The other big retro band of the week were Georgia's Black Crowes, who are often disparaged for copying their rootsy Southern rock'n'roll from the Rolling Stones and Lynyrd Skynyrd. Copying Kula Shaker, though, is taking things too far. On Monday, a multi-armed Eastern goddess was painted on the backdrop, and a sitar tape twanged and twirled before the show. I don't think Chris Robinson was singing in Sanskrit, but as I couldn't understand a word he hollered, I can't guarantee it.
If the Crowes were trying to lend the Bristol Colston Hall a loose and mellow atmosphere, they were battling impossible odds. Despite its name, the Hall is an old-fashioned theatre, complete with a tinkling bell to warn the audience when it's time to take their stiff-backed seats. A few songs in, though, I realised that only a bad rock-star blames his venues. If the gig-goers seemed more like play-goers, it was because the music deteriorated once guitar replaced sitar.
The Black Crowes are very proud of their hard-won technical dexterity - Eddie Harsch plays a mean electric piano - but they've been so busy wearing their fingers to the bone in the rehearsal studio that they haven't got round to writing any tunes. Almost every song was mid-paced and unfocused, never reaching any kind of climax, and never stretching beyond the band's influences. A walk down the Crowe Road is no substitute for Exile on Main Street.

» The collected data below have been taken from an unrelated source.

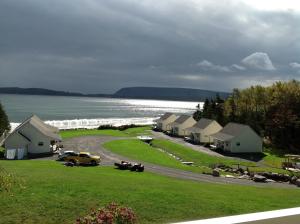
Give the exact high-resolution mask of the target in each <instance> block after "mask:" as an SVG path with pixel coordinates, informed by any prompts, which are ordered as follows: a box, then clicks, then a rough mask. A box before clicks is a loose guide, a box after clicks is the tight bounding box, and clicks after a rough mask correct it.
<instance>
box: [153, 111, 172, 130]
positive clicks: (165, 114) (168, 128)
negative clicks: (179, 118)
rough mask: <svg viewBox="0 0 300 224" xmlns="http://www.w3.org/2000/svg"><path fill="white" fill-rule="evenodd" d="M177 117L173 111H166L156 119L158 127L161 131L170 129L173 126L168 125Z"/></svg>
mask: <svg viewBox="0 0 300 224" xmlns="http://www.w3.org/2000/svg"><path fill="white" fill-rule="evenodd" d="M176 119H177V116H176V115H175V114H172V113H169V112H167V113H165V114H164V115H163V116H161V117H160V118H159V119H158V120H156V125H157V126H156V127H157V129H159V130H161V131H170V130H171V127H170V126H168V125H169V124H170V123H172V122H174V121H175V120H176Z"/></svg>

Chris Robinson, whose elongated frame makes Jarvis Cocker look like Robbie Williams on a bad day, attempted some stumblebum dancing. His bandmates should change their name to the Black Dodoes. They're zombies, and who can blame them? One hundred minutes of their torturous music left me stultified, and they've had to listen to it for years.

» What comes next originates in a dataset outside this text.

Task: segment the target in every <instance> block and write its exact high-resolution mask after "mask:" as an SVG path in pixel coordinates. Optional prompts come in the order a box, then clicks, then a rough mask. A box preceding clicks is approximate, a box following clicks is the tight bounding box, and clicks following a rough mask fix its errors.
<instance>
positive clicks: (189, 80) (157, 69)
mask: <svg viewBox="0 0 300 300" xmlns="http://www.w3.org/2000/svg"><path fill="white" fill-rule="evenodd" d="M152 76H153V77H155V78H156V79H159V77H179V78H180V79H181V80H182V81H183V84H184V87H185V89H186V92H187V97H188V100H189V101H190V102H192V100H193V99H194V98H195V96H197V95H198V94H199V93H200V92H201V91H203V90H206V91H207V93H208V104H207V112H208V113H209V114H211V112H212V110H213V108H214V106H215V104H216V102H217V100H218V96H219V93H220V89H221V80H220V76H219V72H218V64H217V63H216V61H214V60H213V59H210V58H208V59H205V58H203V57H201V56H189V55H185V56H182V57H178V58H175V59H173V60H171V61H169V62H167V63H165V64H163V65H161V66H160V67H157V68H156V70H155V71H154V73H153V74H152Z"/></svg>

As it happens, their fourth album, Three Snakes and One Charm (American Recordings), has plenty of heart, soul and muscle, so it may be just their ponderous live show that needs work. It might have helped slightly if they'd borrowed some of Kula Shaker's Carnaby Street fashions. In the Nineties, when pop stars wear kagoules on TV, and every known garment can be justified as kitsch or ironic or so-bad-it's-good, it's not easy to look utterly, shockingly unstylish. The Black Crowes manage it.

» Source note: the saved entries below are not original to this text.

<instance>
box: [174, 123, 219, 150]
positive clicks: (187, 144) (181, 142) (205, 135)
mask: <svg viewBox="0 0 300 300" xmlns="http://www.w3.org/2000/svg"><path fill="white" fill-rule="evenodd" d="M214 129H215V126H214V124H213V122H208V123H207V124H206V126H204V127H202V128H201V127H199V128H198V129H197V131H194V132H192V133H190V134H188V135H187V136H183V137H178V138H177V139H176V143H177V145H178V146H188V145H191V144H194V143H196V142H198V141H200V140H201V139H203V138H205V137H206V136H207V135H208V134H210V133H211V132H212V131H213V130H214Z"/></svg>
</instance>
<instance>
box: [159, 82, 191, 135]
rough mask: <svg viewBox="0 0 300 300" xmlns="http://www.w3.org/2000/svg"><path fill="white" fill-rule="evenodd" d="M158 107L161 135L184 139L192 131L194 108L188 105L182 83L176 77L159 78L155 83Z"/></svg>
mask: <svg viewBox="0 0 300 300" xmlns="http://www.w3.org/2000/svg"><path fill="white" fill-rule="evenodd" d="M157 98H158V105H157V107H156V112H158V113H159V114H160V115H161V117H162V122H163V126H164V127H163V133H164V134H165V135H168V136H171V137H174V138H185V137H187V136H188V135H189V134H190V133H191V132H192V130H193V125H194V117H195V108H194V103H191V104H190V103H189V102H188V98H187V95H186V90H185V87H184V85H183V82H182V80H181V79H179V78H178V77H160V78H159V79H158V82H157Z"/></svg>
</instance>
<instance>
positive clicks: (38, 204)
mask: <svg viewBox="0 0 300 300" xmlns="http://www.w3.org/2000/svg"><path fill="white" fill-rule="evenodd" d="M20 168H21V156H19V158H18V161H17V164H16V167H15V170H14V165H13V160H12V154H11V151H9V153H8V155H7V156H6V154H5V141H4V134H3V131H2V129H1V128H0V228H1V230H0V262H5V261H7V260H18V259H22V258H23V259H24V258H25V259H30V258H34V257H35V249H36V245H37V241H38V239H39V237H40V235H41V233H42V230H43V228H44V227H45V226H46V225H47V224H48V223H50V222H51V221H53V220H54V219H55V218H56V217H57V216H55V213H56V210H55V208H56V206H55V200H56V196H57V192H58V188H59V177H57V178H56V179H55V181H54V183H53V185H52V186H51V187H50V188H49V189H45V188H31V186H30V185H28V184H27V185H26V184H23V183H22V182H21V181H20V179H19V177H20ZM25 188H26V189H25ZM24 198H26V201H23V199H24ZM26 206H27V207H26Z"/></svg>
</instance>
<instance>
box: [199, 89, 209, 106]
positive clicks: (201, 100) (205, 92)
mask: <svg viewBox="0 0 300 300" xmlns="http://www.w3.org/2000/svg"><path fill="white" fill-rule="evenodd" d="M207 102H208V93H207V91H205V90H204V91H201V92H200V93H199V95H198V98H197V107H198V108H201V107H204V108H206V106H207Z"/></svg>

Motorhead are retro too in a sense, but only because, musically, they haven't budged an inch in over 20 years. Lemmy has effectively written the same song over and over again - revving T-Rex riffs played at seven times the speed, then the song title bellowed a couple of times for the chorus - and the draft entitled "Ace of Spades" still sounds better than all the others. At the London Astoria last Sunday, the man who theologists confirm as having the voice of Satan himself had a relatively new guitarist and drummer to back up his brutal fuzz-bass chords. None the less, Motorhead make the Ramones seem like restless sonic explorers.
Judging by the number of beer cans thrown on stage, this straightforward and slightly boring show seemed to please the fans. For the rest of us, there was little of note except that the lovably cantankerous 51-year- old has finally shaved off his moustache.
Kula Shaker: Glasgow Barrowlands (0141 552 4601), Mon & Tues; Academy, SW9 (0171 924 9999), Thurs & Fri; then touring. Black Crowes: Southampton Guildhall (01703 632601), tonight; then touring in Feb.